Les entreprises belges de transport routier perdent du terrain dans le secteur européen du transport de marchandises à longue distance. Ces conclusions sont basées sur de nouvelles données publiées par Eurostat et mises en évidence par la fédération belge des transports Febetra. Cette tendance est inquiétante, car la situation centrale et stratégique du pays en fait une plaque tournante logistique naturelle pour le continent.
Le tableau dressé par les chiffres est désastreux pour les transporteurs belges, qui sont de plus en plus surclassés par leurs concurrents des pays voisins. Philippe Degraef, directeur général de Febetra, s'est inquiété de la perte d'influence du pays sur les principaux corridors bilatéraux de fret au sein de l'Union européenne. “Il est incroyablement frustrant que nos entreprises de transport ne puissent pas tirer parti de la position géographique privilégiée de la Belgique”, a-t-il déclaré.
Dominé par les voisins
La Belgique apparaît trois fois dans la liste d'Eurostat des 20 premiers flux de fret routier intra-UE en volume, mais les transporteurs belges sont rarement en tête dans ces corridors. Par exemple, sur la route très fréquentée entre l'Allemagne et la Belgique, les entreprises de transport belges ne traitent que 13,2 % du volume de fret. En revanche, les entreprises allemandes couvrent près de deux fois plus de volume - 26,9 % - tandis que d'autres opérateurs étrangers représentent les 58,6 % restants.
Les résultats sont encore plus préoccupants sur l'axe Belgique-Pays-Bas, où les transporteurs belges ne détiennent qu'une part de marché de 16,1 %. Les opérateurs néerlandais dominent le corridor, transportant 65,9 % des marchandises transportées. Un domaine où les entreprises belges restent modérément compétitives est le transport bilatéral avec la France, où elles détiennent une part de marché de 37,7 %.
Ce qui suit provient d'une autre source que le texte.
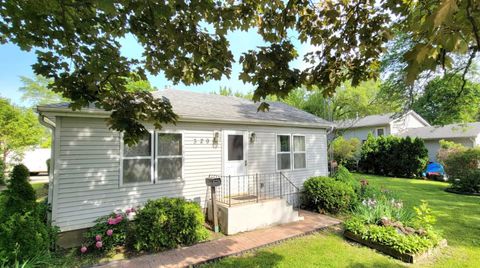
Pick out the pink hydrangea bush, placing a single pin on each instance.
(108, 232)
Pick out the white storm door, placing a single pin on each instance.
(234, 153)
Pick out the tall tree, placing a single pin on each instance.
(20, 129)
(77, 45)
(437, 107)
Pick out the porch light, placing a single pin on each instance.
(253, 137)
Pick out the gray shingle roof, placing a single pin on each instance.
(466, 130)
(189, 104)
(370, 120)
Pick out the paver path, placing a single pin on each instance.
(229, 245)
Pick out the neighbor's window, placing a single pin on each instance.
(380, 132)
(299, 152)
(283, 152)
(137, 161)
(169, 156)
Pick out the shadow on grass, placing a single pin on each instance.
(458, 216)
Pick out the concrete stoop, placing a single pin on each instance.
(254, 215)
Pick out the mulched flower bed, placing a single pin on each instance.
(406, 257)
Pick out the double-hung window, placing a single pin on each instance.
(283, 152)
(156, 157)
(299, 152)
(291, 152)
(169, 156)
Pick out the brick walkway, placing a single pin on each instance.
(229, 245)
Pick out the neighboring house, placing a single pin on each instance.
(379, 125)
(257, 154)
(36, 160)
(466, 134)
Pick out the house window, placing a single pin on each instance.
(299, 152)
(169, 156)
(291, 151)
(137, 164)
(283, 152)
(153, 159)
(380, 132)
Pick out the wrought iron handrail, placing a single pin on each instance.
(242, 189)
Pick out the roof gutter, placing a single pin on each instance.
(104, 114)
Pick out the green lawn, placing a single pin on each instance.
(458, 217)
(40, 190)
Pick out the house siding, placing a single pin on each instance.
(87, 167)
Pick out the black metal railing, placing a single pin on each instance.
(242, 189)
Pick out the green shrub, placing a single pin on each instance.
(23, 236)
(328, 194)
(346, 177)
(463, 170)
(418, 240)
(346, 151)
(389, 155)
(167, 223)
(19, 196)
(108, 232)
(389, 236)
(2, 172)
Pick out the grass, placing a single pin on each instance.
(458, 217)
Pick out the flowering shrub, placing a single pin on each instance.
(108, 232)
(166, 223)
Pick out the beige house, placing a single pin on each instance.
(260, 157)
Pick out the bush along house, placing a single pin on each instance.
(262, 159)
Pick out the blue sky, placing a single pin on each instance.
(15, 63)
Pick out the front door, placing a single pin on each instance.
(235, 155)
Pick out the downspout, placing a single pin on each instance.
(51, 125)
(329, 150)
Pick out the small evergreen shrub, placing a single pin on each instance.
(463, 170)
(346, 177)
(108, 232)
(2, 172)
(19, 195)
(393, 156)
(327, 194)
(23, 236)
(167, 223)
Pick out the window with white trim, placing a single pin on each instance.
(283, 152)
(299, 152)
(380, 131)
(155, 157)
(169, 156)
(137, 164)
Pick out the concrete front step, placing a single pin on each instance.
(254, 215)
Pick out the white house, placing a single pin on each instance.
(413, 125)
(94, 173)
(379, 125)
(467, 134)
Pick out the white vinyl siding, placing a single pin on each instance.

“Il ne s'agit pas de statistiques isolées”, a déclaré M. Degraef sur sa page LinkedIn. “Elles reflètent un problème structurel plus profond : nos entreprises sont trop chères par rapport à leurs concurrentes internationales.”
Les coûts de main-d'œuvre sont trop élevés
Selon Febetra, les coûts de main-d'œuvre restent le principal obstacle à la compétitivité. Les entreprises de transport belges opèrent dans un environnement où le coût de la main-d'œuvre est élevé, ce qui limite leur capacité à rivaliser efficacement sur les marchés transfrontaliers. M. Degraef a réitéré l'appel de longue date de la fédération en faveur d'une réduction des taxes sur le travail, arguant que sans de telles mesures, le secteur logistique du pays continuera à perdre des parts de marché.
“L'abaissement des charges salariales est essentiel”, a-t-il déclaré. “Cela doit se faire sans éroder le pouvoir d'achat des conducteurs, qui subissent déjà une forte pression. Malgré le climat fiscal difficile, le gouvernement fédéral doit donner la priorité au rétablissement de la compétitivité.”
Ces conclusions interviennent à un moment où le secteur européen des transports est soumis à une pression croissante en raison de l'augmentation des coûts, de réglementations environnementales plus strictes et d'une pénurie de plus en plus importante de conducteurs qualifiés.
Pour la Belgique, le poids supplémentaire de ces coûts de main-d'œuvre élevés semble faire pencher la balance en faveur des concurrents étrangers. “Si nous voulons maintenir une forte présence belge dans la logistique européenne, nous ne pouvons pas nous permettre d'ignorer ces chiffres”, conclut M. Degraef.